The Court noted that “It is clear from these authorities that, in law, there is no such thing as an open and shut case. No matter how hopeless it may seem, a person accused of wrongdoing is entitled to a fair hearing in accordance with the rules of natural justice.”

The Court noted that there were deficiencies in the Circular and that, because the Respondent followed the instructions set out in the Circular, it breached the rules of natural justice, resulting in a denial of fair process to the Complainant.

The Court found that, in conducting an investigation  about the 20th March 2019 incident in respect of which she was the complainant and the main witness, she was in breach of the principle of nemo iudex in causa sua, i.e. that one cannot be a judge in one own’s case. This was the case notwithstanding that she was acting in accordance with the Circular in doing so. The Court also noted that the investigation report had been compiled without any input from the Complainant and no proper investigation had been carried out. This it found was in breach of the principle of audi alteram partem i.e. the right to be heard.

The Court noted that the breach of fair procedures arose mostly due to the Circular which did not provide for a situation in which the principal was the complainant and the main witness.

The Court was at pains to point out that the failing lay mainly with the Circular and not the principal or the Board of Management..  However, this could not negate the breach of natural justice and fair procedures towards the Complainant.

“The proper and only role of the Principal in the circumstances of the instant case should have been that of a witness. She ought not to have been put in a position due to a poorly constructed set of procedures, where she was the source of the complaint, chief witness, sole investigator and an attendee at a disciplinary hearing in her official capacity, rather than as a witness albeit without her having input into deliberations on possible sanctions.”

The Court was critical of the reference in oral evidence on behalf of a Board member that a significant or main reason for the Complainant’s dismissal was the Complainant’s behaviour at the Board meeting on the basis that this was never put to him which exacerbated the treatment of the Complainant and was a failing on the part of the Respondent.

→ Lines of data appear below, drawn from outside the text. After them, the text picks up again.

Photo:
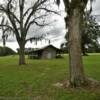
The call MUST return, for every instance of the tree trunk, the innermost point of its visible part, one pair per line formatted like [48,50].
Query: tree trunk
[22,54]
[77,77]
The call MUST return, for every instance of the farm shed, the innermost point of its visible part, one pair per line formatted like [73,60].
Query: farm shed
[47,52]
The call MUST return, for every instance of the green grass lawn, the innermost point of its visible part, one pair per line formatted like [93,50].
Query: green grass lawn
[37,78]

The Court concluded that the Complainant was unfairly dismissed.

The Court was satisfied that reinstatement and re-engagement were not appropriate remedies in this case.

“The procedures used in this case denied the Complainant his rights and rendered his dismissal unfair. However, they do not diminish the right of the Respondent to have very understandable concerns about the Complainant’s behaviour; concerns that have irretrievably severed the essential bond of trust between the parties and, in the view of the Court, make it impossible to determine that re-instatement or re-engagement would be appropriate.”

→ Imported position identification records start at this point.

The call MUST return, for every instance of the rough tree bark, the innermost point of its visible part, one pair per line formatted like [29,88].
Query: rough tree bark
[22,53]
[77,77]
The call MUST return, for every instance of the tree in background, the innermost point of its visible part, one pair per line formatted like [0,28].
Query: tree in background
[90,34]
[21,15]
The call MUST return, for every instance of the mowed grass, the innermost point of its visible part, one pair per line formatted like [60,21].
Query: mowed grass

In considering the appropriate amount of consideration, the Court moved on to consider the Complainant’s financial loss, attempts to mitigate his loss, and the extent to which the Complainant contributed to his own dismissal.

“By far the biggest consideration for the Court, in considering the scale of compensation on the facts of the case, is the extent to which the Complainant contributed to his own dismissal.”

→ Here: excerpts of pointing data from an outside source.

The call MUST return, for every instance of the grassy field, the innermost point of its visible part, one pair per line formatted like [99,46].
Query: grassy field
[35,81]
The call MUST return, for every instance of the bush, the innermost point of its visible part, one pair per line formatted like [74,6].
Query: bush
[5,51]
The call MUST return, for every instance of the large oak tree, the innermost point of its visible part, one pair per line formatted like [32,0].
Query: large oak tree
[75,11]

While the Court considered the possibility that the Complainant contributed 100% to his dismissal, it found that the “scale of breaches” of the Complainant’s rights was such that it could not find that he contributed 100%. Instead, the Court reduced the award made by the WRC from €10,000 to €2,000, representing four weeks’ pay.

Takeaway for Employers: This case demonstrates that an employer must ensure that fair procedures and natural justice are adhered to in a disciplinary process, particularly where the outcome is dismissal, and notwithstanding a defect in the relevant procedure. An employer will be unable to hide behind any procedural failings in the relevant procedure. This is the case even in circumstances where an employee’s dismissal may be warranted and may be substantively fair.